O teor de fitoesteróis total no azeite de oliva varia entre 1000 e 2000 mg/Kg e ocorrem principalmente na forma livre e esterificada. Entre os principais estão o β-sitosterol (75-90%), ∆5-avenasterol (5 a 20%), campesterol (até 4%) e stigmasterol (até 2%). Os fitoesteróis estão entre os 18 nutrientes/compostos bioativos/não nutrientes que já foram aprovadas pela Anvisa.
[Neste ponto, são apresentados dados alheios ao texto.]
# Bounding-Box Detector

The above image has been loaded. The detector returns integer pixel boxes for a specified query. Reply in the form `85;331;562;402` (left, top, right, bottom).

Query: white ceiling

A alegação padronizada aprovada para estes compostos é “Os fitoesteróis auxiliam na redução da absorção de colesterol. Seu consumo deve ser associado a uma alimentação equilibrada e hábitos de vida saudáveis”.

Os tocoferóis são um grupo de 8 compostos comuns em vegetais, principalmente em sementes oleaginosas, óleos vegetais, nozes e castanhas. Para azeites de oliva são relatados teores de tocoferol total entre 70 e 416,5 mg/Kg. No azeite de oliva entre 90 e 95% dos tocoferóis está na forma de α-tocoferol e as concentrações de β-, γ- e δ-tocoferóis são baixas (entre 2 e 5,4; 1,8 e 9,1 mg/Kg; e quantidades traços, respectivamente). Entre os tocoferóis o α-Tocopherol é isômero que apresenta a maior atividade de vitamina E. Quando se considera que a atividade do α-Tocopherol é de 100%, o β; γ; e δ- tocoferol e, o α e β-tocotrienol apresentam atividades de 50;10; 3; 30; e 5%, respectivamente. Além da atividade de Vitamina E os tocoferóis apresentam atividade como antioxidante in vivo e in vitro

Efeitos positivos para a saúde de uma forma geral são reportados para populações que apresentam uma dieta equilibrada, com consumo elevado de frutas, hortaliças, fibras, peixes e diferentes fontes de óleos e gorduras. Sem dúvida o azeite de oliva pode ser considerado uma matéria prima rica em diferentes compostos bioativos e o consumo de azeites de oliva de elevada qualidade, principalmente do tipo extravirgem, que mantém os compostos bioativos inalterados, deve contribuir para uma dieta saudável e para a saúde da população.